How high is the top of the spout from the center of gravity of the tank ???
radius + 3 = 9 + 3 = 12 meters
So you have to lift the weight of the water 12 meters.
mass of water in tank = m = (4/3) pi r^3 * 1000 Kg
weight = w = m g = 9.8 * m
work = weight * distance lifted = (4/3) pi 9^3 * 1000 Kg * 9.8 * 12 Joules
Note, You will need more because the water has velocity when it exits but we do not have data for that
(1/2) m v^2 :)
For now, assuming that the weight of water is 1 kg/m^2 (so we just have to worry about figuring the volume * distance)
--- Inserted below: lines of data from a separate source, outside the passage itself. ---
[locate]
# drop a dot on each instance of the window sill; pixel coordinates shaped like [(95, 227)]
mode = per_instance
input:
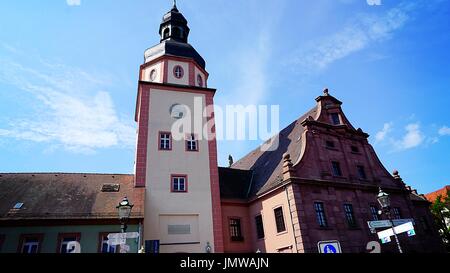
[(354, 228), (340, 177), (282, 233), (324, 228), (237, 240)]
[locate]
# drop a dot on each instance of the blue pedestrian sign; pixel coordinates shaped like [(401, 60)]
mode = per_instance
[(329, 247), (411, 233)]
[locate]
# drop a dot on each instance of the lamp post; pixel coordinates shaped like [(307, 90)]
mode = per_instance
[(124, 208), (385, 203)]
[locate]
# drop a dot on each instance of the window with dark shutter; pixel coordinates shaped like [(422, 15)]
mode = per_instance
[(335, 119), (279, 220), (349, 215), (336, 168), (374, 213), (320, 214), (361, 172), (235, 230), (259, 227)]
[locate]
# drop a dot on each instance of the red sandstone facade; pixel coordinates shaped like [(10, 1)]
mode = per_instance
[(300, 173)]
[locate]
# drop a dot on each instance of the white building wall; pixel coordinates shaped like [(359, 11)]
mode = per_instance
[(163, 207)]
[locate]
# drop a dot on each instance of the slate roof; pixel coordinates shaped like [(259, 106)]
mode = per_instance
[(433, 195), (234, 184), (267, 165), (175, 48), (66, 196)]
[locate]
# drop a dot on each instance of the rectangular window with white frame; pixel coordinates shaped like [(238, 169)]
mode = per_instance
[(31, 244), (179, 183), (105, 247), (165, 141), (67, 242), (191, 143)]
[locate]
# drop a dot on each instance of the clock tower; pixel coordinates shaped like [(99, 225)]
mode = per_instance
[(180, 174)]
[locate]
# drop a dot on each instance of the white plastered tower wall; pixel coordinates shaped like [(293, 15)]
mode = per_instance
[(183, 222)]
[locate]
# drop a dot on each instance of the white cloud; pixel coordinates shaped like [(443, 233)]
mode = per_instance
[(360, 33), (73, 2), (413, 137), (444, 131), (71, 109), (381, 135)]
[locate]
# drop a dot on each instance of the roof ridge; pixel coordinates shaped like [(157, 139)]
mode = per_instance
[(62, 173), (299, 119)]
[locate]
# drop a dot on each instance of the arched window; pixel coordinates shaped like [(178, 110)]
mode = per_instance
[(166, 33), (176, 32)]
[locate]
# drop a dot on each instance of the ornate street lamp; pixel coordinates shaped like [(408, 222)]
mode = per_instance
[(385, 203), (124, 209)]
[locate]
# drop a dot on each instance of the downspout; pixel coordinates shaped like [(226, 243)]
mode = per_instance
[(292, 220), (140, 236)]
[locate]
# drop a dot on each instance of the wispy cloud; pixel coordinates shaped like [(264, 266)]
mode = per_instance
[(359, 33), (413, 137), (444, 131), (73, 2), (71, 109), (381, 135)]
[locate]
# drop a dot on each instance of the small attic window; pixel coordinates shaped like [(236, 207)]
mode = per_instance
[(110, 188), (18, 205), (335, 119)]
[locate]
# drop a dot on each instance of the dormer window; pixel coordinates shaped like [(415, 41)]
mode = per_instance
[(199, 80), (166, 33), (178, 72), (330, 144), (335, 119)]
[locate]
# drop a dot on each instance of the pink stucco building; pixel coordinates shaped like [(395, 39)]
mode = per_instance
[(319, 184)]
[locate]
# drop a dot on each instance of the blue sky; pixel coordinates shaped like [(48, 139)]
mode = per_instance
[(68, 75)]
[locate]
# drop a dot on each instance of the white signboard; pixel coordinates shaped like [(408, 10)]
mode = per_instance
[(398, 230), (117, 241), (128, 235), (329, 247), (124, 248)]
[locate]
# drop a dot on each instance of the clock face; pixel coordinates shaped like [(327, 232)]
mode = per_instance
[(200, 80), (153, 75), (178, 111)]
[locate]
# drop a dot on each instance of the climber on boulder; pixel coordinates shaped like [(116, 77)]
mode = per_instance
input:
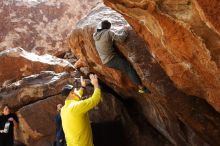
[(74, 113), (104, 39)]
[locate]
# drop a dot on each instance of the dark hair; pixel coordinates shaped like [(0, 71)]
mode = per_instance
[(66, 90), (105, 24)]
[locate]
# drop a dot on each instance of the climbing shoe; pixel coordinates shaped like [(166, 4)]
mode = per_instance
[(144, 90)]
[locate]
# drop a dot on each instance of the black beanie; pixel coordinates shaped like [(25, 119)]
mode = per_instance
[(66, 90)]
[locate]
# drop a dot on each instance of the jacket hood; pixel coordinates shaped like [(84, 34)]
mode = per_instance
[(97, 35)]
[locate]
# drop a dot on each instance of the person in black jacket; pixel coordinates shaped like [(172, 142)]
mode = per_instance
[(60, 137), (8, 121)]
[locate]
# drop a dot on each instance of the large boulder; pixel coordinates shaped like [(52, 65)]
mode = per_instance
[(183, 36), (17, 63), (40, 26), (112, 122), (181, 118)]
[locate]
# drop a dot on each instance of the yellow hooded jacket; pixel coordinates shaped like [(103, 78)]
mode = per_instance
[(75, 119)]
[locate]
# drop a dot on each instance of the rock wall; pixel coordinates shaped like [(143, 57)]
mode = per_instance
[(181, 118), (40, 26)]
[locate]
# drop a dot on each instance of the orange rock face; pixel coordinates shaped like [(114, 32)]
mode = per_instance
[(17, 63), (183, 36), (171, 60), (40, 26), (33, 88)]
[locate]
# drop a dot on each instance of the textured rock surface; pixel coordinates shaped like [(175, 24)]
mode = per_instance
[(37, 121), (182, 37), (40, 26), (17, 63), (33, 88), (182, 119)]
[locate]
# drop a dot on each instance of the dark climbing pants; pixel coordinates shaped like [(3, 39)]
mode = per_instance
[(123, 65)]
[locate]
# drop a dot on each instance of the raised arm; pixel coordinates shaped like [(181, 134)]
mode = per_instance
[(120, 36)]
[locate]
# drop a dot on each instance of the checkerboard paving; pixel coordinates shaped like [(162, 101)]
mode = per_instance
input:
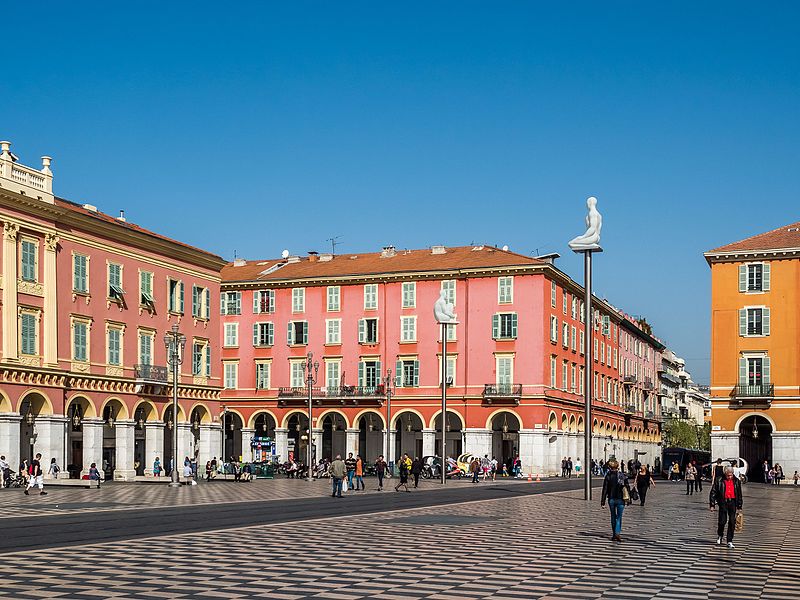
[(551, 546)]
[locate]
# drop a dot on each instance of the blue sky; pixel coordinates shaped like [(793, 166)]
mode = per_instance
[(254, 127)]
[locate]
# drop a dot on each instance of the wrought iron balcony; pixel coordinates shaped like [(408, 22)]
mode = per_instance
[(758, 392), (502, 391), (150, 374)]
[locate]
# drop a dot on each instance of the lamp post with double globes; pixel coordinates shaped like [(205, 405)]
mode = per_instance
[(175, 342), (311, 370)]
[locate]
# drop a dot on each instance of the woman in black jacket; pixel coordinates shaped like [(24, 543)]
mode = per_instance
[(617, 490)]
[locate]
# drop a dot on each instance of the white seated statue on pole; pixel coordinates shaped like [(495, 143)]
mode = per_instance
[(589, 241)]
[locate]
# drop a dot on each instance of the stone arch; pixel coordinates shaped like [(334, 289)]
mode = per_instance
[(39, 401), (752, 414), (121, 411), (432, 424), (88, 410), (262, 411)]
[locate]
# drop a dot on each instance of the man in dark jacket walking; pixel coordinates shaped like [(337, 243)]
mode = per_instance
[(727, 494)]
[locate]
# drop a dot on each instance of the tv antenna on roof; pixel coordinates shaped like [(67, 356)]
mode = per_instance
[(334, 243)]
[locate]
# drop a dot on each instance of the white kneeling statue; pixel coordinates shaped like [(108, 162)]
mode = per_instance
[(594, 222), (443, 310)]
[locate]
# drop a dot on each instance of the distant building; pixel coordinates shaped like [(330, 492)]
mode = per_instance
[(755, 358), (86, 300)]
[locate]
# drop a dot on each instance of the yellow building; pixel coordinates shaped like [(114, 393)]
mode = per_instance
[(755, 350)]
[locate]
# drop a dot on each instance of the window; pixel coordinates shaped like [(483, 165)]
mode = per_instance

moving the center of mass to the height of the top of the sphere (forget the spout -- assume the water just runs out the top) requires
4/3 π * 9^3 * 9 = 8748π J
Doing the calculus, and figuring that the cross-section area of a slice of water at a distance of y units above the bottom of the sphere is π√(81-(9-y)^2) (this is correct, because even though 9-y goes from 9..-9, it is squared)
∫[0..18] πr^2h dy = ∫[0..18] π(81-(9-y)^2)(18-y) dy = 8748π J
Now just multiply that by the correct density (N/m^3) and increase the height by the length of the spout, and you should get Damon's answer.